Tagung zu Arendt und Adorno

Ungleiches Paar

Wo liegt Delmenhorst? Ein Wink mit einem Eichenblatt-verzierten Pfahl ließ sich auf dem Delmenhorster Bahnhofsvorplatz erhalten: Unter der Überschrift »700 Jahre Deutsche Heimat« sind hier gen Osten gerichtete Hinweisschilder mit der Aufschrift: 800 Kilometer Königsberg, 670 Kilometer Danzig, 420 Kilometer Eger, usw. aufgestellt. Das norddeutsche Flachland war schon 1932 rein braun regiert und wurde nach 1945 Heimstätte zahlreicher Aussiedler.

Hierhin hatten das Hannah-Arendt-Zentrum Oldenburg, nicht zu verwechseln mit dem HAIT-Dresden, die Uni-Oldenburg und das Hanse-Wissenschaftskolleg zur Tagung »Das Jahrhundert verstehen. H. Arendt - T. W. Adorno« geladen. Mit viel Sinn für wissenschaftliche Reputation eröffnete einer der Mitveranstalter, Stefan Müller-Doohm, den öffentlichen Teil der Tagung, indem er die Frage ans Publikum richtete, wer denn der Philosoph von Weltruhm gewesen sein könnte, der die Bemerkung gemacht habe, dass die Zusammenführung von Arendt und Adorno reichlich spät erfolge. Das fehlende Aufstöhnen im Publikum verriet, dass man durchaus gewillt war, sich diesen akademischen Plänkeleien hinzugeben.

Das in der Tat merkwürdige Versäumnis, das Werk der beiden zusammenführend zu diskutieren, konnte auf der Tagung allerdings kaum wettgemacht werden. Dafür war nicht zuletzt der einleitende Beitrag von Dagmar Barnouw von der University of Southern California verantwortlich, die einen »nicht assimilierungsfähigen« Adorno einer weltoffenen Arendt entgegensetzte. In der Hermetik der »Dialektik der Aufklärung« spiegele sich die Abkapselung des Exils, von der »Paranoia« des Exilanten gar war die Rede. Und um noch eins draufzusetzen, inszenierte sich Barnouw als Tabubrecherin; in Deutschland sei die wissenschaftlich übliche, historisierende Betrachtung von Auschwitz unmöglich, Martin Walser habe in seiner Festtagsrede, »wie unglücklich auch immer«, das zum Ausdruck bringen wollen. Die Tagung hatte ihren ersten Eklat.

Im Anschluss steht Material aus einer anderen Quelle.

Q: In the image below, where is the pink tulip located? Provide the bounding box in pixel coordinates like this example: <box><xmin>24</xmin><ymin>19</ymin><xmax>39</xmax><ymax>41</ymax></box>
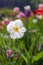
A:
<box><xmin>16</xmin><ymin>12</ymin><xmax>25</xmax><ymax>18</ymax></box>
<box><xmin>6</xmin><ymin>49</ymin><xmax>13</xmax><ymax>58</ymax></box>
<box><xmin>13</xmin><ymin>7</ymin><xmax>20</xmax><ymax>14</ymax></box>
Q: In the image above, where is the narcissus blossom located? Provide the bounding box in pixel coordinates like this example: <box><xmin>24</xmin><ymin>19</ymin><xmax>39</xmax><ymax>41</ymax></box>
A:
<box><xmin>13</xmin><ymin>7</ymin><xmax>20</xmax><ymax>13</ymax></box>
<box><xmin>24</xmin><ymin>5</ymin><xmax>31</xmax><ymax>10</ymax></box>
<box><xmin>7</xmin><ymin>19</ymin><xmax>26</xmax><ymax>39</ymax></box>
<box><xmin>32</xmin><ymin>19</ymin><xmax>38</xmax><ymax>24</ymax></box>
<box><xmin>16</xmin><ymin>12</ymin><xmax>25</xmax><ymax>18</ymax></box>
<box><xmin>34</xmin><ymin>4</ymin><xmax>43</xmax><ymax>19</ymax></box>
<box><xmin>5</xmin><ymin>49</ymin><xmax>13</xmax><ymax>58</ymax></box>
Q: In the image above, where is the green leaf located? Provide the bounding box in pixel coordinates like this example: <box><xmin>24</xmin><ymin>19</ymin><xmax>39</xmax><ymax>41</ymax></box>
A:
<box><xmin>32</xmin><ymin>51</ymin><xmax>43</xmax><ymax>63</ymax></box>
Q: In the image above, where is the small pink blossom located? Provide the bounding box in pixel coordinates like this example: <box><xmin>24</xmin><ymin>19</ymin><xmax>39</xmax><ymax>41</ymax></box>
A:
<box><xmin>13</xmin><ymin>7</ymin><xmax>20</xmax><ymax>14</ymax></box>
<box><xmin>16</xmin><ymin>12</ymin><xmax>25</xmax><ymax>18</ymax></box>
<box><xmin>6</xmin><ymin>49</ymin><xmax>13</xmax><ymax>58</ymax></box>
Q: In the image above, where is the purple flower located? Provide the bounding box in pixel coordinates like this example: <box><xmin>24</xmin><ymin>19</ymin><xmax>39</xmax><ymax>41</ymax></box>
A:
<box><xmin>6</xmin><ymin>49</ymin><xmax>13</xmax><ymax>58</ymax></box>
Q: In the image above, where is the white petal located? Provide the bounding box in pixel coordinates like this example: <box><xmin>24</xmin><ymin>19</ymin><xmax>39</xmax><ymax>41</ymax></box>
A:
<box><xmin>14</xmin><ymin>19</ymin><xmax>23</xmax><ymax>27</ymax></box>
<box><xmin>19</xmin><ymin>27</ymin><xmax>26</xmax><ymax>33</ymax></box>
<box><xmin>10</xmin><ymin>33</ymin><xmax>17</xmax><ymax>39</ymax></box>
<box><xmin>33</xmin><ymin>19</ymin><xmax>38</xmax><ymax>23</ymax></box>
<box><xmin>10</xmin><ymin>32</ymin><xmax>24</xmax><ymax>39</ymax></box>
<box><xmin>7</xmin><ymin>22</ymin><xmax>15</xmax><ymax>33</ymax></box>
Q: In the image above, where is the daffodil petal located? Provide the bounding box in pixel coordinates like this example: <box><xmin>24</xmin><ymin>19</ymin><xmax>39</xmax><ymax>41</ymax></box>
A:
<box><xmin>14</xmin><ymin>19</ymin><xmax>23</xmax><ymax>28</ymax></box>
<box><xmin>19</xmin><ymin>27</ymin><xmax>26</xmax><ymax>33</ymax></box>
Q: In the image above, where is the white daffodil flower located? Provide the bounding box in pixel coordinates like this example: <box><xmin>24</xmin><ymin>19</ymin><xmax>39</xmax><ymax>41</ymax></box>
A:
<box><xmin>7</xmin><ymin>19</ymin><xmax>26</xmax><ymax>39</ymax></box>
<box><xmin>36</xmin><ymin>15</ymin><xmax>43</xmax><ymax>19</ymax></box>
<box><xmin>33</xmin><ymin>19</ymin><xmax>38</xmax><ymax>24</ymax></box>
<box><xmin>24</xmin><ymin>5</ymin><xmax>31</xmax><ymax>10</ymax></box>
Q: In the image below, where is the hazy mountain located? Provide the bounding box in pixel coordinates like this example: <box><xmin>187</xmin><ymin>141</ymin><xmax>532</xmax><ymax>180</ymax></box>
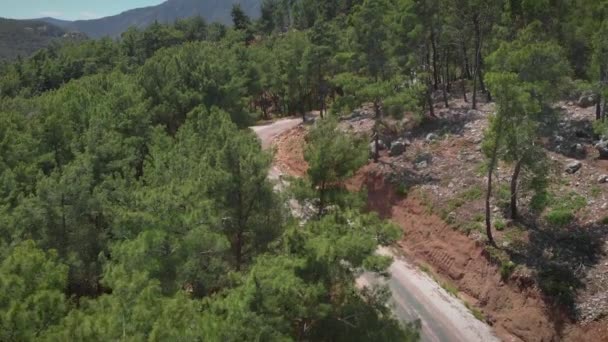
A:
<box><xmin>40</xmin><ymin>0</ymin><xmax>261</xmax><ymax>38</ymax></box>
<box><xmin>0</xmin><ymin>18</ymin><xmax>66</xmax><ymax>60</ymax></box>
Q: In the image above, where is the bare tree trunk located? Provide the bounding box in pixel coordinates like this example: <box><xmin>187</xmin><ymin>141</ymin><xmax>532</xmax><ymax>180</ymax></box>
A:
<box><xmin>473</xmin><ymin>13</ymin><xmax>484</xmax><ymax>109</ymax></box>
<box><xmin>510</xmin><ymin>160</ymin><xmax>522</xmax><ymax>220</ymax></box>
<box><xmin>318</xmin><ymin>180</ymin><xmax>325</xmax><ymax>218</ymax></box>
<box><xmin>471</xmin><ymin>71</ymin><xmax>477</xmax><ymax>109</ymax></box>
<box><xmin>374</xmin><ymin>101</ymin><xmax>380</xmax><ymax>163</ymax></box>
<box><xmin>441</xmin><ymin>50</ymin><xmax>450</xmax><ymax>108</ymax></box>
<box><xmin>431</xmin><ymin>28</ymin><xmax>439</xmax><ymax>90</ymax></box>
<box><xmin>234</xmin><ymin>228</ymin><xmax>243</xmax><ymax>272</ymax></box>
<box><xmin>444</xmin><ymin>47</ymin><xmax>452</xmax><ymax>93</ymax></box>
<box><xmin>462</xmin><ymin>39</ymin><xmax>471</xmax><ymax>80</ymax></box>
<box><xmin>426</xmin><ymin>76</ymin><xmax>437</xmax><ymax>118</ymax></box>
<box><xmin>486</xmin><ymin>154</ymin><xmax>498</xmax><ymax>246</ymax></box>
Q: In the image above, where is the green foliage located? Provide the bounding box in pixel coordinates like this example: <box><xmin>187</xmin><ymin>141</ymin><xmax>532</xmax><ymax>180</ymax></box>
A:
<box><xmin>0</xmin><ymin>0</ymin><xmax>608</xmax><ymax>341</ymax></box>
<box><xmin>0</xmin><ymin>240</ymin><xmax>68</xmax><ymax>341</ymax></box>
<box><xmin>296</xmin><ymin>119</ymin><xmax>368</xmax><ymax>215</ymax></box>
<box><xmin>500</xmin><ymin>260</ymin><xmax>517</xmax><ymax>281</ymax></box>
<box><xmin>494</xmin><ymin>220</ymin><xmax>507</xmax><ymax>231</ymax></box>
<box><xmin>545</xmin><ymin>208</ymin><xmax>574</xmax><ymax>227</ymax></box>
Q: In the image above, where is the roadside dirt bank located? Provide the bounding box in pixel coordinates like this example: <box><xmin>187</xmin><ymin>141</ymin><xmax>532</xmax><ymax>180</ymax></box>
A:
<box><xmin>275</xmin><ymin>123</ymin><xmax>608</xmax><ymax>341</ymax></box>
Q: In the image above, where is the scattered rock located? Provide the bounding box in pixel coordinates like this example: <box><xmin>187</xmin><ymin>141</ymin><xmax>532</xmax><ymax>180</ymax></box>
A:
<box><xmin>369</xmin><ymin>140</ymin><xmax>386</xmax><ymax>156</ymax></box>
<box><xmin>416</xmin><ymin>160</ymin><xmax>429</xmax><ymax>170</ymax></box>
<box><xmin>570</xmin><ymin>144</ymin><xmax>587</xmax><ymax>158</ymax></box>
<box><xmin>576</xmin><ymin>92</ymin><xmax>597</xmax><ymax>108</ymax></box>
<box><xmin>426</xmin><ymin>133</ymin><xmax>439</xmax><ymax>142</ymax></box>
<box><xmin>414</xmin><ymin>153</ymin><xmax>433</xmax><ymax>164</ymax></box>
<box><xmin>566</xmin><ymin>161</ymin><xmax>583</xmax><ymax>174</ymax></box>
<box><xmin>595</xmin><ymin>140</ymin><xmax>608</xmax><ymax>159</ymax></box>
<box><xmin>467</xmin><ymin>109</ymin><xmax>481</xmax><ymax>116</ymax></box>
<box><xmin>389</xmin><ymin>140</ymin><xmax>406</xmax><ymax>157</ymax></box>
<box><xmin>574</xmin><ymin>129</ymin><xmax>591</xmax><ymax>139</ymax></box>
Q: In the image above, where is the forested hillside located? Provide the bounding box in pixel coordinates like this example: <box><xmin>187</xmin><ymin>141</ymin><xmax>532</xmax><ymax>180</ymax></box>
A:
<box><xmin>0</xmin><ymin>0</ymin><xmax>608</xmax><ymax>341</ymax></box>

Im nicht-öffentlichen Fachteil kam es zu produktiveren Diskussionen, die aber mehr um die Differenz zwischen Adorno und Arendt kreisten. Während etwa der Begriff des Politischen bei Adorno in marxistischer Verwendung auf eine Abschaffung der Politik als Verwaltung von Menschen zielt, wird er bei Arendt emphatisch verwandt als Denken und Handeln für eine republikanische Öffentlichkeit.

Dass beide, wie Lars Rensmann betonte, Auschwitz zum Zentrum ihrer Theorie nach dem Zweiten Weltkrieg gemacht haben und damit dessen Begreifen vor jede positive Ausformulierung eines wie auch immer gestalteten republikanischen Gemeinwesens gesetzt haben, darüber konnte allerdings keine Einigkeit hergestellt werden. Albrecht Wellmer wischte Arendts Plädoyer für ein Rätesystem, das in der Kritik des Etatismus als eine Quintessenz ihrer Analyse totaler Herrschaft gelten kann, weil Macht dabei nicht vertikal, sondern horizontal organisiert sei, mit dem Hinweis vom Tisch, dass eine solche Vergesellschaftung unter den Bedingungen der Globalisierung bestenfalls naiv sei.

ArendtianerInnen und AdornitInnen fanden vorerst nicht zueinander. Sicher auch besser so, denn das Zwanghafte des Vergleichs nivellierte mitunter, was Arendt und Adorno als Einzelne interessant macht.